I love the rain. It brings back so many happy memories from my childhood, especially of when I was in high school. We used to play mud football, go mud sliding on the hill behind the high school, play mini golf on deserted, half-flooded courses. One memory in particular stands out among the rest. It was the night before my 18th birthday. We had grand plans: mud football during the day, followed by Chicago style pizza and mini golf shenanigans in the evening. The only problem was that it hadn’t rained in quite some time. And as you would expect, rain is a necessary prerequisite for mud football. But that night, the heavens opened. It poured, and I mean hard, pelting rain, which was exactly what we needed. A simple drizzle wouldn’t have been enough, we needed rain that penetrated and permeated the ground, soaking what was parched and dry, and that is exactly what we got. We met at the field the next morning, it was still raining quite heavily, and lo and behold, what was a dry and cracked patch of grass the day before, had been transformed into a slippy, slidey, muddy wonderland. After about two hours of playing, we were all covered head to toe with mud. My white car was also targeted, and ended up with many handprints, smears, and a few full-body outlines as well.

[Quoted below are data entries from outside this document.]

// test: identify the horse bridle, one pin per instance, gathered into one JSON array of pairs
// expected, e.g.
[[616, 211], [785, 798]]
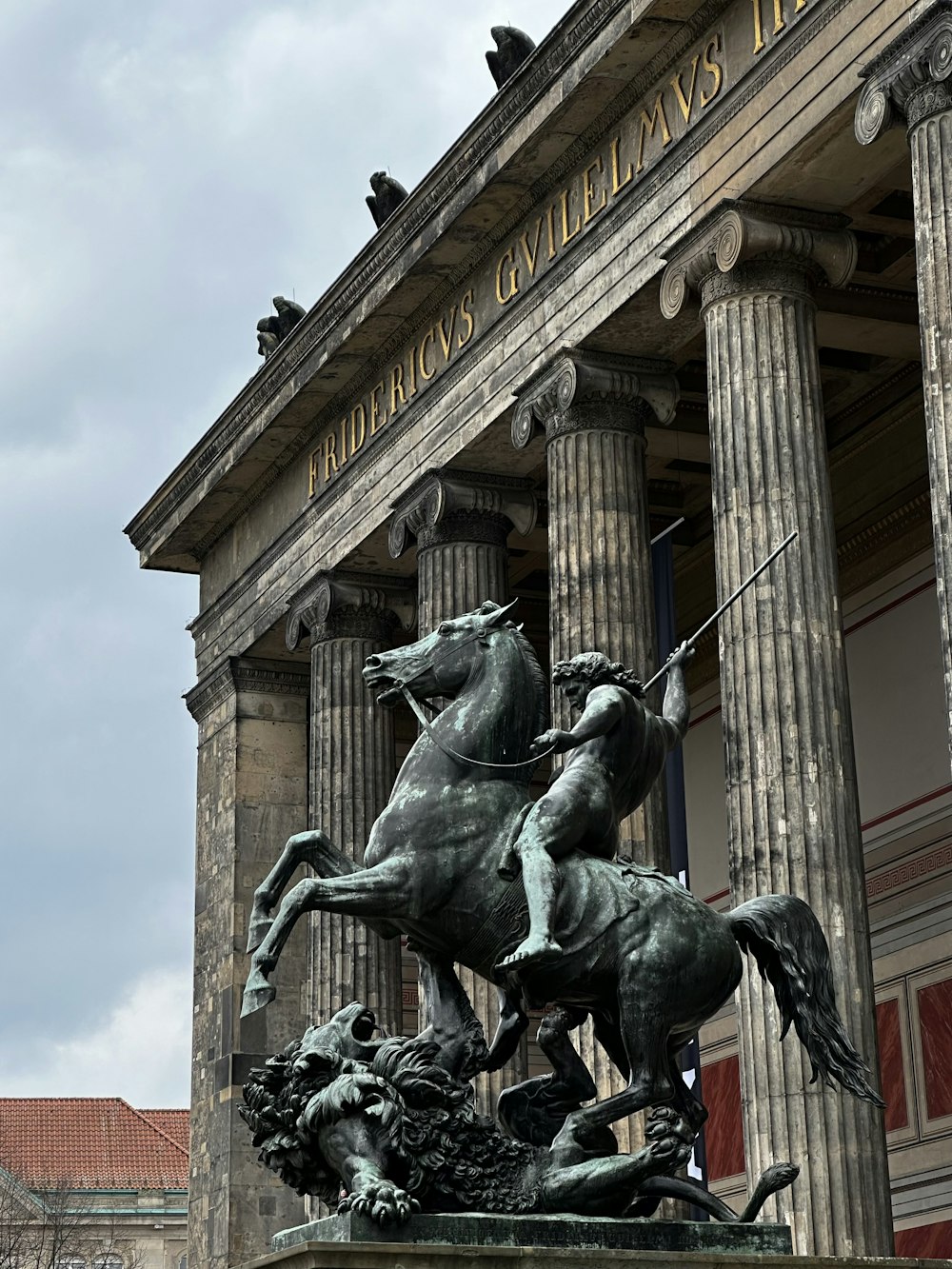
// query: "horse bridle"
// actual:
[[402, 685]]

As I’ve listened to the sporadic rain over the past week or so, Grace Like Rain, a song that we used to sing at Wednesday night Commonground chapel services at Cal Lutheran, has popped into my head more than once. Rain is a metaphor that is often used to talk about God’s grace and love. Most of the time, I like to picture it as a gentle drizzle, indiscriminate in where it falls, who it falls on; an equal opportunity agent. And there’s some great theology in that picture – God’s love as a gift freely given to all. But God’s love isn’t always that peaceful, pleasant drizzle. Sometimes it comes in torrential downpours; hard, pelting drops. How else could it permeate us when we are dry and cracked?
Just like that field from my childhood, there are times when a light drizzle simply will not do. After the events of 2020, and with how this year has gone so far, I will admit that I have been feeling quite dry at times, quite parched and wrung out. Many of you might be feeling the same way. Bone-weary from the grief, from the loss, from the weight of living during this pandemic. Exhausted from adapting and readapting, pivoting and repivoting more times than we can count. Discouraged and dismayed at the pervasiveness of systemic sin – the violence, hatred, fear, and oppression – that still exists in our world today. But ours is a God who does wonders with what is parched and dry. Ours is a God who breathes life into dry bones. Ours is a God who showers us, sometimes pelts us, with love, grace, forgiveness, and mercy. A God from whom flows the water of everlasting life. Water that truly quenches thirst. Water that transforms the dry, cracked places of this world – the dry, cracked parts of ourselves – into slippy, slidey, muddy wonderlands of grace, joy, and love.
So, I pray that when God’s rain comes, you do not reach for your umbrella, or your raincoat and galoshes. But instead, that you allow it to rehydrate, reenergize, and revitalize you. So that we can continue with the work that we have been called to with wet and soggy souls that drip grace, mercy, and love wherever we go.